MedGemma 1.5: Google's Open Medical AI Just Got Serious

Google just dropped MedGemma 1.5, and it’s a significant upgrade for anyone building clinical AI systems. As someone who’s spent the last two years building production medical AI at Mount Sinai, I want to break down what’s actually new and why it matters.

What’s New in 1.5

MedGemma 1.5 isn’t just an incremental update. It adds entirely new capabilities:

mindmap
  root((MedGemma 1.5))
    3D Imaging
      CT Volumes
      MRI Sequences
    Longitudinal
      Prior Comparisons
      Disease Progression
    Pathology
      Whole Slide Images
      Multi-patch Input
    Documents
      Lab Reports
      EHR Data
    Localization
      Bounding Boxes
      Anatomical Features

Architecture Overview

MedGemma builds on Gemma 3’s decoder-only transformer with a specialized medical image encoder:

flowchart TB
    subgraph Input
        A[Medical Image] --> B[MedSigLIP Encoder]
        C[Text Prompt] --> D[Tokenizer]
    end

    subgraph Processing
        B --> E[256 Image Tokens]
        D --> F[Text Tokens]
        E --> G[Gemma 3 Decoder]
        F --> G
    end

    subgraph Output
        G --> H[Generated Text]
        H --> I[Diagnosis/Report/Analysis]
    end

Key Specs

Specification Value
Parameters 4B
Context Length 128K tokens
Image Resolution 896 x 896
Image Tokens 256 per image
Output Length 8192 tokens
Architecture Decoder-only Transformer
Attention Grouped-Query Attention (GQA)

Performance Deep Dive

Medical Text Reasoning

The text-only benchmarks show solid improvements over the previous version:

{
  "title": {
    "text": "Medical QA Benchmarks",
    "left": "center"
  },
  "tooltip": {
    "trigger": "axis"
  },
  "legend": {
    "data": ["Gemma 3 4B", "MedGemma 1 4B", "MedGemma 1.5 4B"],
    "top": "10%"
  },
  "xAxis": {
    "type": "category",
    "data": ["MedQA", "MedMCQA", "PubMedQA", "MMLU Med"]
  },
  "yAxis": {
    "type": "value",
    "min": 40,
    "max": 80
  },
  "series": [
    {
      "name": "Gemma 3 4B",
      "type": "bar",
      "data": [50.7, 45.4, 68.4, 67.2]
    },
    {
      "name": "MedGemma 1 4B",
      "type": "bar",
      "data": [64.4, 55.7, 73.4, 70.0]
    },
    {
      "name": "MedGemma 1.5 4B",
      "type": "bar",
      "data": [69.1, 59.8, 68.2, 69.6]
    }
  ]
}

Imaging Performance

The real story is in the imaging benchmarks.
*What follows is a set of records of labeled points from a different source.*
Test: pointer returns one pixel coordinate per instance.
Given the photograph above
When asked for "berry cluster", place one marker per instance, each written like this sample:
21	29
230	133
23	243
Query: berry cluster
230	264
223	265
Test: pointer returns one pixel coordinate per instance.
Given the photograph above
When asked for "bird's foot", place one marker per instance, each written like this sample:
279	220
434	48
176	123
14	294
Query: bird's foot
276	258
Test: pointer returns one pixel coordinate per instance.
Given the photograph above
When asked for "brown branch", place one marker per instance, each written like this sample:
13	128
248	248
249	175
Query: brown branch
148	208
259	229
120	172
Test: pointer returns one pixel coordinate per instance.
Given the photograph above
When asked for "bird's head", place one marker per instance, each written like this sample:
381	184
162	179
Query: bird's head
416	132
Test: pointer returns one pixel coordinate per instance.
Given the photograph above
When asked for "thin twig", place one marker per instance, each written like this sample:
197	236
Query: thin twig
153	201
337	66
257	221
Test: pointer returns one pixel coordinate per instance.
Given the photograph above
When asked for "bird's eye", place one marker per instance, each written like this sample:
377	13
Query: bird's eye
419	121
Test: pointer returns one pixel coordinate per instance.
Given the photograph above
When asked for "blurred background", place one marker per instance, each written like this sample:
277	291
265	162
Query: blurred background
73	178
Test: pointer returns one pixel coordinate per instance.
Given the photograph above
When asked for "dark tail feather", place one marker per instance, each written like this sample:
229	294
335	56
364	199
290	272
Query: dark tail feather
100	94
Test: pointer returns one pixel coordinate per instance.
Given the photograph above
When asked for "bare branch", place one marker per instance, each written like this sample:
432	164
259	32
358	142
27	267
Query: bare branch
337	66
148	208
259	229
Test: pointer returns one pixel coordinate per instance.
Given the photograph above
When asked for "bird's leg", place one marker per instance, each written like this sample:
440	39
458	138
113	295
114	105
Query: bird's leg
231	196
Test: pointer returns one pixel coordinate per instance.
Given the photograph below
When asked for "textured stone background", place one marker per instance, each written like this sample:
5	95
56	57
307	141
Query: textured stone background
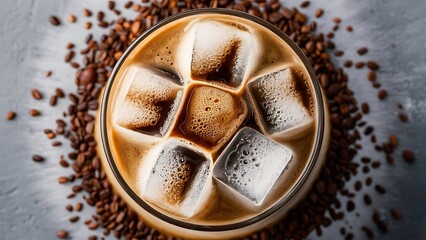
31	201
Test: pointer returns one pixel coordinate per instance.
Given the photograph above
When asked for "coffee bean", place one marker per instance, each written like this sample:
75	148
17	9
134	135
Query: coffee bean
365	108
10	116
128	4
88	25
305	4
367	199
383	94
87	12
54	21
396	214
100	55
69	208
79	207
69	56
362	51
380	189
372	76
347	63
48	73
408	156
34	113
403	117
74	219
350	206
72	18
62	234
319	12
111	5
37	158
36	94
53	100
63	180
359	65
373	65
87	76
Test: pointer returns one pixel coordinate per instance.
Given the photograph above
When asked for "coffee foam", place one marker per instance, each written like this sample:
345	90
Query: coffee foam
267	52
212	115
149	99
280	105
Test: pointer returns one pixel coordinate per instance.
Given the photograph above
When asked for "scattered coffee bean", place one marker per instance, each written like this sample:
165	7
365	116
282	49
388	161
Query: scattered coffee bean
319	13
63	180
36	94
10	116
54	21
79	207
87	12
74	219
69	208
365	108
34	113
359	65
372	76
305	4
396	214
88	25
62	234
362	51
373	65
383	94
408	156
72	18
37	158
403	117
53	100
380	189
48	73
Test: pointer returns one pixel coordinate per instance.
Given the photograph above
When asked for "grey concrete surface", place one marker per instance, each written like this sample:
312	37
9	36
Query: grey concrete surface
32	202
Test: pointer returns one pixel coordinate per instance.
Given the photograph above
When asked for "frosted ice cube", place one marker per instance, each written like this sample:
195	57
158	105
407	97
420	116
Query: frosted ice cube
220	52
179	180
251	164
212	116
281	101
150	103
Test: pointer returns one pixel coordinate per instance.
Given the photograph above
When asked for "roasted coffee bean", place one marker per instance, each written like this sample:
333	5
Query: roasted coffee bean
362	51
10	116
36	94
403	117
319	12
37	158
408	156
62	234
54	21
395	214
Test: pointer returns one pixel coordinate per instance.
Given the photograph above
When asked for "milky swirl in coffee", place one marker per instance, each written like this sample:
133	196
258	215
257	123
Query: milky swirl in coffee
212	119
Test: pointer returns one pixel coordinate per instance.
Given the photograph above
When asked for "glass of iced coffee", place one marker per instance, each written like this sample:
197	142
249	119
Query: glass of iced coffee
213	125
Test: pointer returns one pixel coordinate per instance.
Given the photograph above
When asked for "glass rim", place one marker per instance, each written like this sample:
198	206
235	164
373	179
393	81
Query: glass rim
269	211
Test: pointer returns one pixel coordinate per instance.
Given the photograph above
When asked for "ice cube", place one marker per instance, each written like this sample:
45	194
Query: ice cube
281	101
212	116
251	164
150	103
180	179
220	52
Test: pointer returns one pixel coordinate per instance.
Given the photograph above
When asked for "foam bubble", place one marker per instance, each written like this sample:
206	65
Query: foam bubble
148	102
179	180
220	52
212	116
278	101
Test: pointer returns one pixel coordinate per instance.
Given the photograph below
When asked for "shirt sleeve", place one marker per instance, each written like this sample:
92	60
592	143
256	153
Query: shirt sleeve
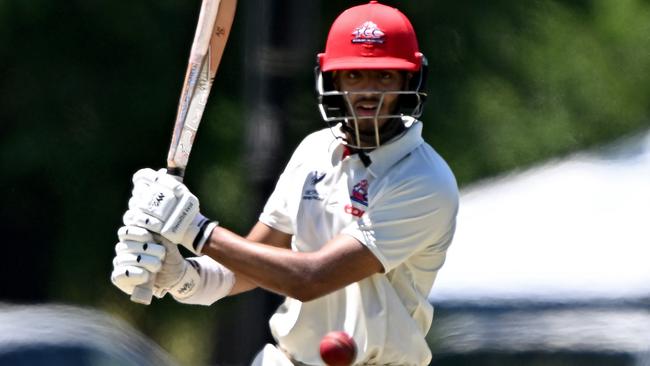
404	220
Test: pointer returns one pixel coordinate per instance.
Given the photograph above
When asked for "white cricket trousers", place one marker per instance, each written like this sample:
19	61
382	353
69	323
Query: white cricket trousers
271	356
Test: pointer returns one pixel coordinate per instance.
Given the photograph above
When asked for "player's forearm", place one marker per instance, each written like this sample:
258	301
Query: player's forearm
276	269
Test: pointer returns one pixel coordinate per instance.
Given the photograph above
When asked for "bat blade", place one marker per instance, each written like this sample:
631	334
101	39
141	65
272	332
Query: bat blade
205	58
212	31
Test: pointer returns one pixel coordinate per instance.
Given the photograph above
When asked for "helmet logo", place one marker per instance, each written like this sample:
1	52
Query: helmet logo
368	33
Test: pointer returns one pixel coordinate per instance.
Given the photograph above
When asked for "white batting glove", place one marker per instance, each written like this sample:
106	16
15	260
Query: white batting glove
163	205
138	257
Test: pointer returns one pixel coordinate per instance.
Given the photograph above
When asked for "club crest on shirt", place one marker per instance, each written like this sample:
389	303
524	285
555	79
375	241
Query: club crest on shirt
310	193
368	33
360	192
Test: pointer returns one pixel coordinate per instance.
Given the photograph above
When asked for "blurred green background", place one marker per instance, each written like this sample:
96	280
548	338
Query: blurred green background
88	95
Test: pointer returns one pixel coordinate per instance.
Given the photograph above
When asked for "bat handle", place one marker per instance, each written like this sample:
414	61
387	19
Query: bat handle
142	294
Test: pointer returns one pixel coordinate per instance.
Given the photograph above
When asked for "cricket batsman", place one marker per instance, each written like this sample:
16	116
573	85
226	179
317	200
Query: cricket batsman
356	229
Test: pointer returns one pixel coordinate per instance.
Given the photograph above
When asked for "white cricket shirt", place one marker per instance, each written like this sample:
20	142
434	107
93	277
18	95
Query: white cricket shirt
402	207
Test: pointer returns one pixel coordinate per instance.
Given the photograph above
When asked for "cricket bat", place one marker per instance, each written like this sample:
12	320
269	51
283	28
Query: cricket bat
212	31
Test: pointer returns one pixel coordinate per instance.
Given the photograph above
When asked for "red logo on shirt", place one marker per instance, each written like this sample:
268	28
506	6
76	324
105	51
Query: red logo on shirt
349	209
360	192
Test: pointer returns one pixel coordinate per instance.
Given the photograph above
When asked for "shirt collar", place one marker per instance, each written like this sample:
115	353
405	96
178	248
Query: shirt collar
389	154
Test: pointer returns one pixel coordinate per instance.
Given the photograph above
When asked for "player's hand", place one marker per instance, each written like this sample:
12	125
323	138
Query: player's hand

MedGemma 1.5 shows dramatic improvements in 3D imaging and whole-slide pathology:

Task Gemma 3 4B MedGemma 1 4B MedGemma 1.5 4B
CT Classification (7 conditions) 54.5% 58.2% 61.1%
MRI Classification (10 conditions) 51.1% 51.3% 64.7%
WSI Pathology (ROUGE) 2.3 2.2 49.4
EyePACS Fundus 14.4% 64.9% 76.8%
Longitudinal CXR 59.0% 61.1% 65.7%

The jump from 2.2 to 49.4 ROUGE on whole-slide pathology is remarkable.

Quick Start Code

Here’s how to get started with the pipeline API:

from transformers import pipeline
from PIL import Image
import requests
import torch

# Initialize the pipeline
pipe = pipeline(
    "image-text-to-text",
    model="google/medgemma-1.5-4b-it",
    torch_dtype=torch.bfloat16,
    device="cuda",
)

# Load a chest X-ray
image_url = "https://upload.wikimedia.org/wikipedia/commons/c/c8/Chest_Xray_PA_3-8-2010.png"
image = Image.open(
    requests.get(image_url, headers={"User-Agent": "example"}, stream=True).raw
)

# Create the prompt
messages = [
    {
        "role": "user",
        "content": [
            {"type": "image", "image": image},
            {"type": "text", "text": "Describe this X-ray"}
        ]
    }
]

# Generate
output = pipe(text=messages, max_new_tokens=2000)
print(output[0]["generated_text"][-1]["content"])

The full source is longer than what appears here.